PEEK is a semicrystalline engineering thermoplastic that is stiff and strong but not ductile enough at room temperature to be cold-bent or drawn into a shape without cracking. Its glass transition temperature is around 143°C, and below that it behaves in a glassy, rigid way; forcing a cold bend or draw causes crazing and fracture rather than the plastic flow that sheet metal undergoes. Metals deform by dislocation slip and can take large permanent strains cold, whereas PEEK's polymer chains do not rearrange that way until heated above the glass transition. So to form PEEK you heat the sheet above roughly 143°C and thermoform it over a tool, holding it as it cools to lock in the shape, which is limited to thin sheet and gentle geometries. For three-dimensional or thick parts the practical methods are CNC machining from rod and plate, or injection molding for high-volume complex shapes. Cold stamping a formed PEEK part is not viable; only flat die-cutting works cold.

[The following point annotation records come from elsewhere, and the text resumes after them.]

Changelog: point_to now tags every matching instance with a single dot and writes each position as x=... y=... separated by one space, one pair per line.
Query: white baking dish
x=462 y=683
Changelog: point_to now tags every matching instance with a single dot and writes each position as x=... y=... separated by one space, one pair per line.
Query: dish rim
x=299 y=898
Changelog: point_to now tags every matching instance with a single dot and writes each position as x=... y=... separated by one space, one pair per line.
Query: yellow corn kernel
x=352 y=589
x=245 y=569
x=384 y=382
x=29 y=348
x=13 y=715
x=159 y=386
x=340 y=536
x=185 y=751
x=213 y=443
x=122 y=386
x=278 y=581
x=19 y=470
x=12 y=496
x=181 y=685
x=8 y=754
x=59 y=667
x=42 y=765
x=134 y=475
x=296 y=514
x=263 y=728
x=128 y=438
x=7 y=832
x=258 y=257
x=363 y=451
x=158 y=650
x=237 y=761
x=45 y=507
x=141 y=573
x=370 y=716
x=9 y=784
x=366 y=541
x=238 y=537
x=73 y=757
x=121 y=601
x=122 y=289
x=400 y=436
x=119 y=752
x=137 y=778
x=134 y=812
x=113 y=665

Fillers improve part properties but make the material harder on tooling. Unfilled PEEK cuts cleanly and is preferred where purity, ductility, and clean edges matter, such as medical and semiconductor insulators. Glass-filled PEEK, commonly 30% glass, is stiffer and more dimensionally stable, but the glass fibers are abrasive and accelerate die wear, dulling cutting edges faster and sometimes producing slightly rougher cut edges. Carbon-filled PEEK adds stiffness, wear resistance, and static dissipation, and is similarly abrasive on tooling. For filled grades in volume production, shops use hardened or carbide-edged dies and plan for more frequent sharpening, since a die that runs unfilled PEEK for a long campaign may need much more maintenance on glass- or carbon-filled stock. Edge quality is generally good when the die is kept sharp, but the abrasiveness is a real cost and lead-time factor. Where filled-grade tolerances or edge finish are very tight, the part may move to laser cutting or machining to avoid the tooling-wear penalty.

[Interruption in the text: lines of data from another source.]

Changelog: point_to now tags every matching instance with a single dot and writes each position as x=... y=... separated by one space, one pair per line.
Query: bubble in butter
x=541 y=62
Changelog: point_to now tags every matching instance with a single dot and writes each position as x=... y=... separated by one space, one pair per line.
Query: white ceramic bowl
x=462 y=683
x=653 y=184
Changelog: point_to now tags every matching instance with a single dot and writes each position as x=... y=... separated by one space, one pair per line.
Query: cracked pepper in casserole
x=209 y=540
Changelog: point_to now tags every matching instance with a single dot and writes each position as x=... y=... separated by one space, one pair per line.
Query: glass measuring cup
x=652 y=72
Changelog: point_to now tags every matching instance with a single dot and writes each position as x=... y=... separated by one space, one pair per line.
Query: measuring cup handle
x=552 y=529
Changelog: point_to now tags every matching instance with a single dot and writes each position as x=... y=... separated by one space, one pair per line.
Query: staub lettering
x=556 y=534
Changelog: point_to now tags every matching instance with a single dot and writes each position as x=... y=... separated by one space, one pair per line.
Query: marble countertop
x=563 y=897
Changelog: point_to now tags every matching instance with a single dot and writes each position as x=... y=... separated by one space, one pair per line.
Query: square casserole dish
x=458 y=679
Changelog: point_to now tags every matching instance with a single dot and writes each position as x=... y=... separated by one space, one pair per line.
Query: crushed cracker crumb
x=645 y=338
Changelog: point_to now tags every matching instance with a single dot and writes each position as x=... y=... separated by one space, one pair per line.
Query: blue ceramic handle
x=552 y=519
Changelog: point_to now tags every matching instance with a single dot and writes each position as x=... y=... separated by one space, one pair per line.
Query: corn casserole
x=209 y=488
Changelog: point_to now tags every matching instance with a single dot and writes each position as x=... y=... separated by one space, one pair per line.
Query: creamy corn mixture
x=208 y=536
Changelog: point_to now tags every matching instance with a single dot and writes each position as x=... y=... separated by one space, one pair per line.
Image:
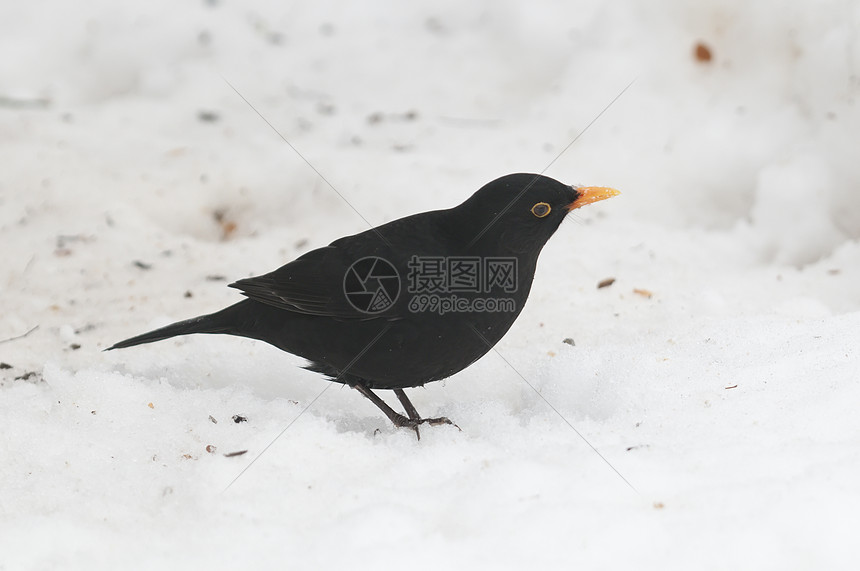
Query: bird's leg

It depends on volume and geometry. For complex three-dimensional PEEK parts at low to moderate volume, CNC machining from rod or plate is the standard approach; PEEK machines well with sharp carbide tooling, holds tight tolerances, and avoids the high tooling cost of molding, though it is slower per part and generates expensive chips. For high-volume complex parts, injection molding is the right process: PEEK is moldable (it has a melt point near 343°C and needs hot tooling and a high-temperature press), and molding amortizes its significant tool cost over large quantities to give a low per-part price. For thin formed features, thermoforming above the glass transition works on gentle geometry. Flat parts like washers, gaskets, and insulators are die-cut from sheet, which is the closest thing to stamping. So the decision tree is: flat thin parts, die-cut; complex parts low volume, machine; complex parts high volume, injection mold; thin gentle forms, thermoform. Cold stamping a formed shape is not on the list for PEEK.